In female patients, dronedarone exposures and its N-debutyl metabolite exposure are on average 1.3- to 1.9-fold higher as compared to male patients.

Elderly

Of the total number of subjects in clinical studies of dronedarone, 73% were 65 years of age and over and 34% were 75 years of age and over. In patients aged 65 years of age and over, dronedarone exposures are 23% higher in comparison with patients aged below 65 years of age.

Hepatic impairment

In subjects with moderate hepatic impairment, dronedarone unbound exposure is increased by 2-fold. That of the active metabolite is decreased by 47%. The effect of severe hepatic impairment on the pharmacokinetics of dronedarone was not assessed.

Renal impairment

The effect of renal impairment on dronedarone pharmacokinetics has not been evaluated in a specific study. Renal impairment is not expected to modify the pharmacokinetics of dronedarone because no unchanged compound was excreted in urine and only approximately 6% of the dose was excreted in urine as metabolites.

Preclinical safety data

Dronedarone had no genotoxic effects, based on one in vivo micronucleus test in mice and four in vitro tests.

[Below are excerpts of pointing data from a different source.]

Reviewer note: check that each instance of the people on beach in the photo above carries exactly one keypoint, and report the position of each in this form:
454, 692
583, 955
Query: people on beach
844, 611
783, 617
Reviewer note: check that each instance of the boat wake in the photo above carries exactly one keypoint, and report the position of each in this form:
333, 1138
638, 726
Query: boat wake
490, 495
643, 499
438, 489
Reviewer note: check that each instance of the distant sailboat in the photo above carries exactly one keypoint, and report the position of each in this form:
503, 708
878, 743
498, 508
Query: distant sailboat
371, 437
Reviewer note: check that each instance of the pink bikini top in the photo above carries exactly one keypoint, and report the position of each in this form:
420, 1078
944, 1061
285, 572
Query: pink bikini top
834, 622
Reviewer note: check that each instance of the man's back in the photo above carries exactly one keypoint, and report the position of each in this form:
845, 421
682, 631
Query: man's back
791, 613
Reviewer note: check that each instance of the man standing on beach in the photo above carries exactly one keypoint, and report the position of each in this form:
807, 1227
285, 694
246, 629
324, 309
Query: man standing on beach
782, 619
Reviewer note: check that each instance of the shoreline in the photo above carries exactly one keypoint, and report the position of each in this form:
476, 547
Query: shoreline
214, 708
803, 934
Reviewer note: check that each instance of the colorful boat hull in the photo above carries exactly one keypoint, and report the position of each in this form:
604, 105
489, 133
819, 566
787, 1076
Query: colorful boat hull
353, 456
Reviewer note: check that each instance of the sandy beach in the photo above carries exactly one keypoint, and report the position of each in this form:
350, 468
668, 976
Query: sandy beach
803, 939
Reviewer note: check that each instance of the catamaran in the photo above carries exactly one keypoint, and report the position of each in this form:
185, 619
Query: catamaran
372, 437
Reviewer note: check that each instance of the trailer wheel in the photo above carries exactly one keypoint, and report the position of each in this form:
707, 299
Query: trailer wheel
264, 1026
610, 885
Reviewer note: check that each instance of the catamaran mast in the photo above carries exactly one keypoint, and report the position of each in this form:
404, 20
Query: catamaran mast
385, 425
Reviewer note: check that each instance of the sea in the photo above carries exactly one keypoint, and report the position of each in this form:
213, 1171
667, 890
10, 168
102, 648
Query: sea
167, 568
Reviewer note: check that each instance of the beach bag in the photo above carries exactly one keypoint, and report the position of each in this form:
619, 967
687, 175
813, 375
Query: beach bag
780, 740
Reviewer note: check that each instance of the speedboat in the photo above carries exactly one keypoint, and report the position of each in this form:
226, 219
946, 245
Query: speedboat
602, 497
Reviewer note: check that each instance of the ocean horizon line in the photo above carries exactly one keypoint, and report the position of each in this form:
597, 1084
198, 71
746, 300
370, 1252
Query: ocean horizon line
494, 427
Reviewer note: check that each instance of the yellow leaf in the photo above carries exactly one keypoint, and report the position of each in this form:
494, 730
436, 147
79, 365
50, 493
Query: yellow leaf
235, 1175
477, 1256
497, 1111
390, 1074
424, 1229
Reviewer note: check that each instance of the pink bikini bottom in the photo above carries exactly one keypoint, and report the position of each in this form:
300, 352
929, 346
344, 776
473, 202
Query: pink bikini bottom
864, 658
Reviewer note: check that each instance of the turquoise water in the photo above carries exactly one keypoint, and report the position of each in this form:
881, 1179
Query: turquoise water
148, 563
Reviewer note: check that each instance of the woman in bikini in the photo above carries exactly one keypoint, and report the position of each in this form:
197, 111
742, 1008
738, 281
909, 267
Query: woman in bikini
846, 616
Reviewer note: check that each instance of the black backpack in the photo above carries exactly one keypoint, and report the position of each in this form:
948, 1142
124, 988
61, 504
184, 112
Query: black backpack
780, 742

In 2-year oral carcinogenicity studies, the highest dronedarone dose administered for 24 months was 70 mg/kg/day in rats and 300 mg/kg/day in mice.

Observations were increased incidence of mammary gland tumors in female mice, histiocytic sarcomas in mice and hemangiomas at the mesenteric lymph node level in rats, all at the highest tested dose only (corresponding to an exposure of 5 to 10 times that of the human therapeutic dose).

Hemangiomas are not precancerous changes and do not transform into malignant hemangiosarcomas in either animals or man. None of these observations was considered relevant for humans.

In chronic toxicity studies, slight and reversible phospholipidosis (accumulation of foamy macrophages) was observed in mesenteric lymph nodes mainly in the rat. This effect is considered specific to this species and not relevant to humans.

Dronedarone caused marked effects on embryo-foetal development at high doses in rats, such as increased post-implantation losses, reduced foetal and placental weights, and external, visceral and skeletal malformations.